Un tas de coupons de tissus multicolores entouré de quelques pots d’encens sont posés sur le comptoir d’une boutique du marché Hlm, un des plus grands de Dakar. A côté du comptoir, une jeune dame, la trentaine, fait ses achats. De son porte-monnaie, elle retire quelques billets de banque pour les remettre au gérant de la boutique. Une autre femme qui se tient à ses côtés fait minutieusement l’inventaire des paquets contenants divers articles entassés sur une chaise.

La jeune femme du nom de Diagna Niang s’approvisionne en cadeaux pour aller rendre visite à sa belle-famille qui réside à Mbour. «Pour le moment, j’ai dépensé environ 75 000 francs», comptabilise la jeune dame qui a acheté des tissus bazin, des khartoum (tissus en vogue en période de chaleur, Ndlr) et des pots d’encens. Et ce n’est pas tout, car elle projette d’ajouter, sur les conseils de sa compagne, quelques foulards. Diagna qui est pourtant ménagère dépense sans compter. En fait, elle a trouvé une technique infaillible pour préparer son Sukeuru Kor : l’épargne.

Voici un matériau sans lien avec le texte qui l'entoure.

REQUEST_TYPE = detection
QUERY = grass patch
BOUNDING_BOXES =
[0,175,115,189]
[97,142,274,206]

«A la fin de chaque mois de ramadan, je commence à faire des épargnes que je dépense lors du mois de jeûne suivant». Chaque mois, la jeune dame avoue grignoter entre 10 000 et 5 000 francs sur la somme que son mari lui remet pour les dépenses quotidiennes du mois. Un petit «vol» qu’elle justifie en ces termes : «Cet argent, je le dépense pour sa famille (son mari, Ndlr)». Quant à Mama Aïdara, elle a trouvé une autre astuce. Elle participe à la tontine de son quartier. «Si c’est mon tour de la recevoir, je confie l’argent au boutiquier. C’est pour ne pas le dépenser», confie-t-elle. Mama se s’arrange pour recevoir l’argent à l’approche du mois de ramadan. Ce, dit-elle, en discutant avec la trésorière. Une fois en possession de son argent, la jeune femme se dépêche d’acheter des tissus, des voiles et des chapelets qu’elle offre en guise de Sukeuru Kor.

Les belles-mères, sacrées veinardes

Si elle achète des tissus bas de gamme pour ses belles-sœurs, ce n’est pas le cas pour sa belle-mère. «Pour ma belle-mère et mon beau-père, c’est du gagnila. Ensuite, je leur remets une somme conséquente pour le coudre». Et ce n’est pas tout. «Je prépare également de très bons mets pour les envoyer à mes belles-sœurs». Si la pratique du Sukeuru Kor est un moyen d’attirer les faveurs de sa belle-famille, c’est aussi une tendance qui, au fil des années de mariage, perd de sa fréquence. En fait, le plus souvent, la femme convaincue d’une certaine assise dans son ménage, ne voit pas souvent l’utilité de faire de cadeaux onéreux à sa belle famille. Sauf que, certaines belles-mères tiennent à un retour sur investissement.

Kiné Diamé est vendeuse de poisson au «Marché Police» des Parcelles assainies. La cinquantaine, la dame avoue attendre, chaque ramadan, son Sukeuru Kor de la part de sa belle-fille. «Je l’ai fait pendant des années pour ma belle famille». Alors c’est normal, selon elle, que «niou fayma sama bor (que l’on me rembourse mes dettes, Ndlr». Baye Sall est boutiquier. Il n’est pas contre le Sukeuru Kor, mais à condition que son argent n’y passe pas. «Si les femmes veulent plaire aux beaux-parents, c’est bien. Mais, ajoute-t-il, il est hors de question que je dépense pour des choses que la religion ne reconnaît pas». Justement, interrogé sur la question, l’imam Dia de l’Unité 13 des Parcelles assainies met cette pratique hors du champ de la religion et sur le compte des traditions.